We have a variety of data imports that employ multiple SSIS packages in order to break the import logic into manageable, consistent stages. So far, so good. Except that a few particularly intrepid former team members of mine preferred to construct parent packages that called child packages, complete with variable passing to maintain state awareness, directory location consistency, dynamic environment configuration, etc. instead of just calling them from the job management system in successive tasks.
Oh, and none of these packages are in source control, they're just scattered about the file system like leaves in an ill-kept yard.

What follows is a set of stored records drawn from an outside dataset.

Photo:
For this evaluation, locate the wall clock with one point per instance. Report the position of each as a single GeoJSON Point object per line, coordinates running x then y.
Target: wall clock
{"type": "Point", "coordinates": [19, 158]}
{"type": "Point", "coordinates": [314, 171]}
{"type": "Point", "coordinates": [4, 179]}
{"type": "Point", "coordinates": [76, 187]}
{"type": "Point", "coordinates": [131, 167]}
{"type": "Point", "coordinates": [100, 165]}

All of this leads me to my current exercise in SSIS surgery - I needed to change the behavior of one of these packages, so I decided to update it to our modern standards of SSIS behavior and move it to a new location. This one has a final step that calls the next package, a process I wasn't quite prepared to rework, so I wanted to simply update the directory in which it expects to find the next package. "Hopefully it does it on the fly," I thought, "since all the related packages are kept in the same directory and it could just pull the working directory at runtime..."
No such luck.
Instead, the package uses a variable to hold the path of the next package, which is configured via an expression that pulls from another variable, which pulls from another variable, which pulls from a package configuration, which pulls from a registry string. Which I don't have on my machine.
Got that?
Registry Key -> Package Configuration -> Variable A -> Variable B -> Variable C -> Script Task
I've got news for you, former developer: it's called IO.Directory.GetCurrentDirectory().